- Amiga cover art
- Developer: System 3
- Publishers: System 3 U.S. Gold Varie (JP)
- Designers: Phil Thornton Richard Joseph
- Programmers: Dan Phillips Dave Collins Rob Stevens
- Platforms: Amiga, CD32, Super NES
- Release: 1992: Amiga 1993: SNES 1994: CD32
- Genre: Platform
- Mode: Single-player

= Putty (video game) =

1992 video game

Putty (also known as Silly Putty or Look Out It's...Putty) is a game developed by System 3 and released in 1992 for the Amiga. It was also released on the Super Nintendo Entertainment System in 1993 as Super Putty (Putty Moon (パティームーン, Patī Mūn) in Japan) and Amiga CD32 version was published in 1994 under the same name.

== Plot ==
Putty Moon, the place where Putty lives, has been taken over by an evil wizard named Dazzledaze. Dazzledaze planned to capture the Putties and ship them to Earth as gum. To save his friends and oust the evil wizard, Billy Putty enlists the help of some robots ("bots") to build a skyscraper that will reach up to Putty Moon.

== Gameplay ==

In Putty, the player controls a blue blob with eyes. Putty has many moves that he could use to attack enemies or to navigate around the level. These abilities include being able to stretch out upwards, downwards, left and right to access far-off ledges. He also has the ability to inflate. This allows him to provide a cushioned landing for any falling bots. Over-inflation also acts as a "smart bomb", with Putty bursting, killing all of the enemies on the screen, whilst reducing his health in the process.
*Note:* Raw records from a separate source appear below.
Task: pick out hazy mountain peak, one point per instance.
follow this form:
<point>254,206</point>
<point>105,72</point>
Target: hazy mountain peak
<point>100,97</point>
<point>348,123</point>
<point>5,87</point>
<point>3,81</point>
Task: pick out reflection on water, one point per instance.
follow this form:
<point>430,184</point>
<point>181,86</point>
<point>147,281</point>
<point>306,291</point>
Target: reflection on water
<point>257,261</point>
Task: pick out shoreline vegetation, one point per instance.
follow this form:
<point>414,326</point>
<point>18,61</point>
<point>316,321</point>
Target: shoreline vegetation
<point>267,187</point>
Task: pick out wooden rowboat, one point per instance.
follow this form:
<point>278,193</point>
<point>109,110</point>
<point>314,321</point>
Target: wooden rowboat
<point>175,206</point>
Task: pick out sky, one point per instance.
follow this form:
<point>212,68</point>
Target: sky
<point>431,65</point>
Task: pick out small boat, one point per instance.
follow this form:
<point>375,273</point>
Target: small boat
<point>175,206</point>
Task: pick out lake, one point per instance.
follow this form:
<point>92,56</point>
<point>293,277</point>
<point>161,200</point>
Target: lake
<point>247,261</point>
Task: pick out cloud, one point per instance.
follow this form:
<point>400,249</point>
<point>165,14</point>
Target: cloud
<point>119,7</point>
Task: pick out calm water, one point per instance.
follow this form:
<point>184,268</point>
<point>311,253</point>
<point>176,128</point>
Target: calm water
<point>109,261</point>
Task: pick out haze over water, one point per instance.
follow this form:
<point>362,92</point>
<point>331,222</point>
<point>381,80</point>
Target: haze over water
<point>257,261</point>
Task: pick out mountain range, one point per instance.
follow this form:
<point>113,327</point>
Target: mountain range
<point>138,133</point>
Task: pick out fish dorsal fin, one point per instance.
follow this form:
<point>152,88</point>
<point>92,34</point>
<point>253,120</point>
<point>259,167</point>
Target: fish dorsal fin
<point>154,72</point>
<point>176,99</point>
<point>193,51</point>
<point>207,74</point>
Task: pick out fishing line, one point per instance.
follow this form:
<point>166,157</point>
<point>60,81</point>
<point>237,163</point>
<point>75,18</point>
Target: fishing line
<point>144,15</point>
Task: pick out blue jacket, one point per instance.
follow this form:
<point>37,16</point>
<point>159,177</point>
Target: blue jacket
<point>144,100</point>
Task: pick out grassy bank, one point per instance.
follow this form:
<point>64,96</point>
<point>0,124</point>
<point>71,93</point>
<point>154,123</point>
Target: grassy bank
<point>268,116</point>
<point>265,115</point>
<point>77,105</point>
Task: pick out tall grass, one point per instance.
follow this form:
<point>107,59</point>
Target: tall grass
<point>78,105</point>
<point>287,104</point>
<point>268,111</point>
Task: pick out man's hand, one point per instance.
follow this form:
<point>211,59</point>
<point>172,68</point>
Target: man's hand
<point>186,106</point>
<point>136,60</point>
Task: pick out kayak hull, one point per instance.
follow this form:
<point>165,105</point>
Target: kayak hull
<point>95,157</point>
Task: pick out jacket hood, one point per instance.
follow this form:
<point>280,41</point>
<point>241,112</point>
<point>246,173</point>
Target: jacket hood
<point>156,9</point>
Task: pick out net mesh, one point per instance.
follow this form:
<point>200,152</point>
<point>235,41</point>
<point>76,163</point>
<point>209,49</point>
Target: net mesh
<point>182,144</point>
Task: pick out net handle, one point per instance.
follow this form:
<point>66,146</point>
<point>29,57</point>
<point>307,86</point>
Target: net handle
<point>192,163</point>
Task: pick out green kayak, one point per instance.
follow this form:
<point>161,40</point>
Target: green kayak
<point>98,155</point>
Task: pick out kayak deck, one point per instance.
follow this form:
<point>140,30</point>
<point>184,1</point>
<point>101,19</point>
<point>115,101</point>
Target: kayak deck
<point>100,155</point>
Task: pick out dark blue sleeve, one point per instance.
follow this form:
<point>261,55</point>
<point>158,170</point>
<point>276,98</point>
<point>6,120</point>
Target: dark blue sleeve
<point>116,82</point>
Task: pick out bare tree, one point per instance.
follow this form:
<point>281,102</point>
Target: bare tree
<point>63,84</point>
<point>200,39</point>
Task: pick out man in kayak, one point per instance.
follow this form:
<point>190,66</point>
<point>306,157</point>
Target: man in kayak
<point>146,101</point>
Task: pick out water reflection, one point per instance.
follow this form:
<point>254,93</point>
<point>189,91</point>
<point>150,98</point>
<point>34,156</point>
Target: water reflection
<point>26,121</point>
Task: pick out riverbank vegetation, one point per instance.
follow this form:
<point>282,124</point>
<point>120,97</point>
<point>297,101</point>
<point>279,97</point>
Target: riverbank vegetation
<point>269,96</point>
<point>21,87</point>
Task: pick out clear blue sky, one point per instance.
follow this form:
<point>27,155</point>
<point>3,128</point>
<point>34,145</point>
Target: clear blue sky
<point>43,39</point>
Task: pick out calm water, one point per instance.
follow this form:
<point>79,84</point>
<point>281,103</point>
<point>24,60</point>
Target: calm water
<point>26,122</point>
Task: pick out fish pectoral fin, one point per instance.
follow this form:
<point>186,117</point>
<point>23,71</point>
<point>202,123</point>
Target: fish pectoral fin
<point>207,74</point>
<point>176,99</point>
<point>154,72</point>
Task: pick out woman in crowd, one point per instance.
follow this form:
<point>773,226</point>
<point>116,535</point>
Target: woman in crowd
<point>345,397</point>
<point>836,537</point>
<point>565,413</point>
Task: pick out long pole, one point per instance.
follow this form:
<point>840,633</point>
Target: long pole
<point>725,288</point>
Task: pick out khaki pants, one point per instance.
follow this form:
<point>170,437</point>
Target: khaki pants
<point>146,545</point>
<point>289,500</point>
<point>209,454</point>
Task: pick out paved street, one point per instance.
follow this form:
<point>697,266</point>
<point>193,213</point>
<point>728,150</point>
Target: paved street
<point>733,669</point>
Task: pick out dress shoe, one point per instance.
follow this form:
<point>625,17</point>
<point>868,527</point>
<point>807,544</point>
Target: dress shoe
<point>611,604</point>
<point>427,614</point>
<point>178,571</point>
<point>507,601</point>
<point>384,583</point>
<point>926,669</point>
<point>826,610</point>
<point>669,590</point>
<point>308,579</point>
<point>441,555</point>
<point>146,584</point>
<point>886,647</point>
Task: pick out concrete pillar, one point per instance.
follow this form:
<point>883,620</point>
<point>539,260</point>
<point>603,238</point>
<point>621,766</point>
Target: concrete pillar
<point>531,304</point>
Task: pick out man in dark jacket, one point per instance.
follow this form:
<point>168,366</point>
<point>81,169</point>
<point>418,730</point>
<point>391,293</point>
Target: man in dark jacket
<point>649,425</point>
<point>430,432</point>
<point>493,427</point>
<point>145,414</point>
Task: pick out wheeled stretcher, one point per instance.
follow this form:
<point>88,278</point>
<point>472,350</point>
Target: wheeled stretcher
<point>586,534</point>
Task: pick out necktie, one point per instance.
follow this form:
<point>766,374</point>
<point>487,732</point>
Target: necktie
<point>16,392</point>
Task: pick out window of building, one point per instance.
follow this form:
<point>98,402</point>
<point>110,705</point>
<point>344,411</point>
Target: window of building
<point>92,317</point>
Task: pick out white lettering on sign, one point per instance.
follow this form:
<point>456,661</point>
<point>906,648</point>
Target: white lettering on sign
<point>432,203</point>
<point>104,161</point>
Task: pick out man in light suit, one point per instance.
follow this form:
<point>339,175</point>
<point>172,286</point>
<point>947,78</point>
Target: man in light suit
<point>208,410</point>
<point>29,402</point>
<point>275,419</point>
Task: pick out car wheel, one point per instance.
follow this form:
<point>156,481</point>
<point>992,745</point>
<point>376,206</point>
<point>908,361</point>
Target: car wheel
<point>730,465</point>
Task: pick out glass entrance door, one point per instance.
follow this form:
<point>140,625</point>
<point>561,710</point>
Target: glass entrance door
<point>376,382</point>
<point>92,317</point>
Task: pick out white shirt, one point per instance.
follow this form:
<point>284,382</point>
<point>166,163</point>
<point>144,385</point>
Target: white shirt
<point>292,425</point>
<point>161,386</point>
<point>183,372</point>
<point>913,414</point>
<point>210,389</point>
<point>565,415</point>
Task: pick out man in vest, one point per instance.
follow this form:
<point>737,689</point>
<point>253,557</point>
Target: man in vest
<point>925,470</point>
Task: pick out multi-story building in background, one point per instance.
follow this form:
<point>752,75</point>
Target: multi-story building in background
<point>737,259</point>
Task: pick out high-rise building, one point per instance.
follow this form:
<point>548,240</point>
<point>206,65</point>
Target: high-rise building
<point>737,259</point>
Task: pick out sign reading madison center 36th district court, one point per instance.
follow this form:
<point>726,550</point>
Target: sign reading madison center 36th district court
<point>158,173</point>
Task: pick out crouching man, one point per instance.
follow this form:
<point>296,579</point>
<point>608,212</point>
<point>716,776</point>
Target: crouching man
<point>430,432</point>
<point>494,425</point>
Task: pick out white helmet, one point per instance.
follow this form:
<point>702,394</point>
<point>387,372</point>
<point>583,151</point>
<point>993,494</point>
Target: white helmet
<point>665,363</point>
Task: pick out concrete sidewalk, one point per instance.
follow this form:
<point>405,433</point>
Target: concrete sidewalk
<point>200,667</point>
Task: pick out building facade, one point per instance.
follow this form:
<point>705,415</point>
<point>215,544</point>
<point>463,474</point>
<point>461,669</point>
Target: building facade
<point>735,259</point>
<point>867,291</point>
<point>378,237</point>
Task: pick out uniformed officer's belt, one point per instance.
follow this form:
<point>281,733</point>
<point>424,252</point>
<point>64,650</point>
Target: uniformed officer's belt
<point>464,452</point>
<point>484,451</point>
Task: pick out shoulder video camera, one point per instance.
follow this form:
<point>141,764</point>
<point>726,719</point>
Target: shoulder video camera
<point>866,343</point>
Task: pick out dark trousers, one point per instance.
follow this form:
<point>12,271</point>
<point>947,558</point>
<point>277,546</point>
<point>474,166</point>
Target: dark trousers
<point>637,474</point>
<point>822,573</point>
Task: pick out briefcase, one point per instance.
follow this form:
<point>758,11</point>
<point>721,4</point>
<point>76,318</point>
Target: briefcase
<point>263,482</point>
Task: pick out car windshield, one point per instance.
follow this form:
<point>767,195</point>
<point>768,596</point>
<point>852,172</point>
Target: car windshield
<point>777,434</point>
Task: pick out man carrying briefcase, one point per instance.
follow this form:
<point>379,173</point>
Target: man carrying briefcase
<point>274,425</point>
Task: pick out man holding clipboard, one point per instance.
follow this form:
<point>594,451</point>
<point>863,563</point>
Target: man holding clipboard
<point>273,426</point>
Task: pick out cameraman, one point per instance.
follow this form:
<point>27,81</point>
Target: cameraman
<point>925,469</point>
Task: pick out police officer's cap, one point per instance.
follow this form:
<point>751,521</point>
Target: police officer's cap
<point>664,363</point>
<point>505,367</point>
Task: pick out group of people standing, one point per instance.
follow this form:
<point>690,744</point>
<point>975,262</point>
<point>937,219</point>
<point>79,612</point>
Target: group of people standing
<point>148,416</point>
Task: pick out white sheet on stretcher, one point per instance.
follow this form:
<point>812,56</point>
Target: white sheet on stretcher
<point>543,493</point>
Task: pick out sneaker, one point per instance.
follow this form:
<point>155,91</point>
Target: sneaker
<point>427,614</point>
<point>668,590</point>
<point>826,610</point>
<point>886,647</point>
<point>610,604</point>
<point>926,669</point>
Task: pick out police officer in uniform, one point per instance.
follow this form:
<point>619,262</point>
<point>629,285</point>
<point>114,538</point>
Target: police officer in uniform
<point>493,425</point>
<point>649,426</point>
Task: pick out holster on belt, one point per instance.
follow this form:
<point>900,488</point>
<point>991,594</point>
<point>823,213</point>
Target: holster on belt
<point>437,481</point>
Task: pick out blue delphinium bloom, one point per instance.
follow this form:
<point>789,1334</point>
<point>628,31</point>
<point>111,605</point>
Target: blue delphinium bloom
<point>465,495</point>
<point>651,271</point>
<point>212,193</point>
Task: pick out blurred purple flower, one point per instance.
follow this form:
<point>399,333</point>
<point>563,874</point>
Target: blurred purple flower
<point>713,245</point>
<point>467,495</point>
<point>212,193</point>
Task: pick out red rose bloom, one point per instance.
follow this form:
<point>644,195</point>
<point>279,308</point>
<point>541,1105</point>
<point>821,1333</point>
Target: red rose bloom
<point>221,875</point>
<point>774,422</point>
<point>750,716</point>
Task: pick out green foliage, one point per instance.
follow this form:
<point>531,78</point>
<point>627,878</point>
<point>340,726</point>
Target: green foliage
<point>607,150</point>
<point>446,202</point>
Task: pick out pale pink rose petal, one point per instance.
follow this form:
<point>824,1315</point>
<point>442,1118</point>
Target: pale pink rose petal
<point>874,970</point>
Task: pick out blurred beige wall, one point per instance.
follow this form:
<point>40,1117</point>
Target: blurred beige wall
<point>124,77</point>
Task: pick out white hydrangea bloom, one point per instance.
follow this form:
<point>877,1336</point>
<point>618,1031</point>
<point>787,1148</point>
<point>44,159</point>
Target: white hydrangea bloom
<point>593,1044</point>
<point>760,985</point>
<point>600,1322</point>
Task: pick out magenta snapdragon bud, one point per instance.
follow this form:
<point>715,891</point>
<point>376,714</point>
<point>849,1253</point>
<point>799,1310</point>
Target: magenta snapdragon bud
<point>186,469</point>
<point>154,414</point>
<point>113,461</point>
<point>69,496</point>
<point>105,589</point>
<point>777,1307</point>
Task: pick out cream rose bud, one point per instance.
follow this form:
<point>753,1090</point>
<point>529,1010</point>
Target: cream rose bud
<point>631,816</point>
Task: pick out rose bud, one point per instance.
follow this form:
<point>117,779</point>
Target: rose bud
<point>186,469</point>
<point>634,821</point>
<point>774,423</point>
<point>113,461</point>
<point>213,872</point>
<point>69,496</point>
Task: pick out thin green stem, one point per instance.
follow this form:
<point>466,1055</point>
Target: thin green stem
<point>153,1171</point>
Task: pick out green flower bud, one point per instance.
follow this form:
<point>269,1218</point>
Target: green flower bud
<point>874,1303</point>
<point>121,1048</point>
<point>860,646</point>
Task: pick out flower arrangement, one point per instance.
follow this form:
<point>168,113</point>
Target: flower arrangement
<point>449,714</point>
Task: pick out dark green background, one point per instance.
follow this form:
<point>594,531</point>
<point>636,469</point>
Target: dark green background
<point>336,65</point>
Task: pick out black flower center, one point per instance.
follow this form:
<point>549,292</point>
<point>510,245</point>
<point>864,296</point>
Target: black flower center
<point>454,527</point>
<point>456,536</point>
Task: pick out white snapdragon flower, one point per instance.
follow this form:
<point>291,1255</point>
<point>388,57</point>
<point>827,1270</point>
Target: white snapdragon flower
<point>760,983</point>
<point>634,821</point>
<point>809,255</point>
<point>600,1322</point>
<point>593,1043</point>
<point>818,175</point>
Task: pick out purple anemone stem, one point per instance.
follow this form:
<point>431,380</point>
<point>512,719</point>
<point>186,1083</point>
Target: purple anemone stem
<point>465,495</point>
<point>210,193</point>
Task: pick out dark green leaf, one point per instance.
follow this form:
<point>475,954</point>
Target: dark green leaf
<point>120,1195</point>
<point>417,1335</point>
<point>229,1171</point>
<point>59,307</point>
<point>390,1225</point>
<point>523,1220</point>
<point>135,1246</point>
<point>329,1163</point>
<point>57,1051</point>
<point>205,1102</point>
Putty is able to form part of himself into a fist, allowing him to punch left or right to dispatch enemies.

Putty is also able to melt into the floor, making him invulnerable and also allowing him to absorb enemies, recovering a small amount of health in the process. With certain enemies in the game, such as the clockwork orange, once Putty has absorbed one he is then able to morph into the enemy's shape to use its abilities.

A final ability of Putty's is being able to create a mug of coffee from part of himself, which will distract bots and make them stand still.

The levels in Putty are laid out vertically, with the screen scrolling up and down. The levels contain regular platforms, as well as "solid" ledges that Putty can not move through, and other special tiles including electric platforms and bounce pads.

The aim of each level is to rescue a set number of bots within the time limit. In the early sections of the game, the bots simply stand around the level. Putty has to absorb them, and carry them to the level's goal (either a flying saucer or an elevator). Later on in the game, the bots will jump around platforms, often falling to their death.

Invariably each level also contains various enemies. These enemies include Terminator carrots, Scouse sausages and sword-wielding spacemen. The enemies will attempt to hurt Putty in various ways. The attacks from some of the enemies will also hurt any bots that Putty is carrying at the time. If a bot is hurt four times it is killed, causing the player to have to find another bot to absorb.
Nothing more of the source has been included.